Wirelessly powered communications will entail short packets due to naturally small payloads, low-latency requirements, and/or insufficient energy resources to support longer transmissions. In this paper, a wireless-powered communication system is investigated, where an energy harvesting transmitter, charged by power beacons via wireless energy transfer, attempts to communicate with a receiver over a noisy channel. Under a save-then-transmit protocol, the system performance is characterized using metrics, such as the energy supply probability at the transmitter, and the achievable rate at the receiver for the case of short packets. The analytical treatment is provided for two cases: a three-node setup with a single power beacon and a large-scale network with multiple power beacons. Leveraging finite-length information theory, tractable analytical expressions are derived for the considered metrics in terms of the harvest blocklength, the transmit blocklength, the harvested power, the transmit power, and the network density. The analysis provides several useful design guidelines.
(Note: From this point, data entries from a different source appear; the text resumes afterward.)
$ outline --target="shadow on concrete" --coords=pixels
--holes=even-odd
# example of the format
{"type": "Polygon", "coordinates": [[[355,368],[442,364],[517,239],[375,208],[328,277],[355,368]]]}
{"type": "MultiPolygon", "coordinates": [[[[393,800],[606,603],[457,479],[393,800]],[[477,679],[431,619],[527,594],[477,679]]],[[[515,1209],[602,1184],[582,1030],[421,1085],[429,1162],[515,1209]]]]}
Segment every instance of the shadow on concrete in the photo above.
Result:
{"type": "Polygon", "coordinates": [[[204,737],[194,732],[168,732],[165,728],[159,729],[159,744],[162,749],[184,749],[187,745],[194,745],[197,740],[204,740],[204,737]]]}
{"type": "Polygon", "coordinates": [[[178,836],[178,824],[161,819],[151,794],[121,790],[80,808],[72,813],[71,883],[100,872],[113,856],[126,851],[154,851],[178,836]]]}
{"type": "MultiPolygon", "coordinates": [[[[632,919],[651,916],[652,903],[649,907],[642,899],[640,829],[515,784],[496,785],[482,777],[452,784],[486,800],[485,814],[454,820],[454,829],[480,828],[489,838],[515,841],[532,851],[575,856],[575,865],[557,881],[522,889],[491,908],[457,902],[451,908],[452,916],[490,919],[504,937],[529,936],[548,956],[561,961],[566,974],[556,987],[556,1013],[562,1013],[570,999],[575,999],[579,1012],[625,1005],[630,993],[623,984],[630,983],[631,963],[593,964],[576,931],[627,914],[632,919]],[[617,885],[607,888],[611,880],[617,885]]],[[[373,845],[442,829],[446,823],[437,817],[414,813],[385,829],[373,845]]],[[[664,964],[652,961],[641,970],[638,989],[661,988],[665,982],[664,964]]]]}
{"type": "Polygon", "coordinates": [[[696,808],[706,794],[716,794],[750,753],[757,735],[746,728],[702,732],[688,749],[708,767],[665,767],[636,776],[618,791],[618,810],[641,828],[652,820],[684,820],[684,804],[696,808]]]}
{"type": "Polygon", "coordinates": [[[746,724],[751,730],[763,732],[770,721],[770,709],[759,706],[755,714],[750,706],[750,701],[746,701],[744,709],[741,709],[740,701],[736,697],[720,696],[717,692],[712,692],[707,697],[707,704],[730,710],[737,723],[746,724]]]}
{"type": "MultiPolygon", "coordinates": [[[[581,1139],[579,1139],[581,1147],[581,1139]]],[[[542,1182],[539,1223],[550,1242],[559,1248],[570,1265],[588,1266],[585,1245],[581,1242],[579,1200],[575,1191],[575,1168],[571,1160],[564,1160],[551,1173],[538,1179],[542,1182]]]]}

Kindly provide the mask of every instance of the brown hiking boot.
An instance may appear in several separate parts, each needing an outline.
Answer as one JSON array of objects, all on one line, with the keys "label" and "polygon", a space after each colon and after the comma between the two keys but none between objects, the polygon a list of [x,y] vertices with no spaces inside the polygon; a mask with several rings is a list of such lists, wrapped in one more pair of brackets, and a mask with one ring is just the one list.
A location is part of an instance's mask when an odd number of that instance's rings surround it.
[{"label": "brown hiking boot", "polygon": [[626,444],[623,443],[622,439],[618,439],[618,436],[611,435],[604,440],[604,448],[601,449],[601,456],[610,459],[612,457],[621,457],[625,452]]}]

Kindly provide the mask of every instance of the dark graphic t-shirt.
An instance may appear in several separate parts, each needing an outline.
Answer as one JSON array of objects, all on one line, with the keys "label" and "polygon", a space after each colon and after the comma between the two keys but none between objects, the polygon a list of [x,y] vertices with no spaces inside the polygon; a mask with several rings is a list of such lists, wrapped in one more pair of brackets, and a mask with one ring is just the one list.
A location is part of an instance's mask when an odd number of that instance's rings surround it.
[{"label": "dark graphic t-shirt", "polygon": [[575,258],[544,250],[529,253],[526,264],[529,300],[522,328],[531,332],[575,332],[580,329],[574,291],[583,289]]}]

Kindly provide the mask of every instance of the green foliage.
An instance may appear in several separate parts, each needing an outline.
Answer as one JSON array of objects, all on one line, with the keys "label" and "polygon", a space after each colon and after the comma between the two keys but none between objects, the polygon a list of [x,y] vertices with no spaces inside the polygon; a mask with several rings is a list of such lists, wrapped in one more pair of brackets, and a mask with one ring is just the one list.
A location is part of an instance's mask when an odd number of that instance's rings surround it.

Though using a small transmit power or a small transmit blocklength helps avoid energy outages, the consequently smaller signal-to-noise ratio or the fewer coding opportunities may cause a data decoding error. Scaling laws are derived to capture this inherent tradeoff between the harvest and transmit blocklengths. Numerical results reveal that power control is essential for improving the achievable rate of the considered system. The asymptotically optimal transmit power yields nearly optimal performance in the finite blocklength regime.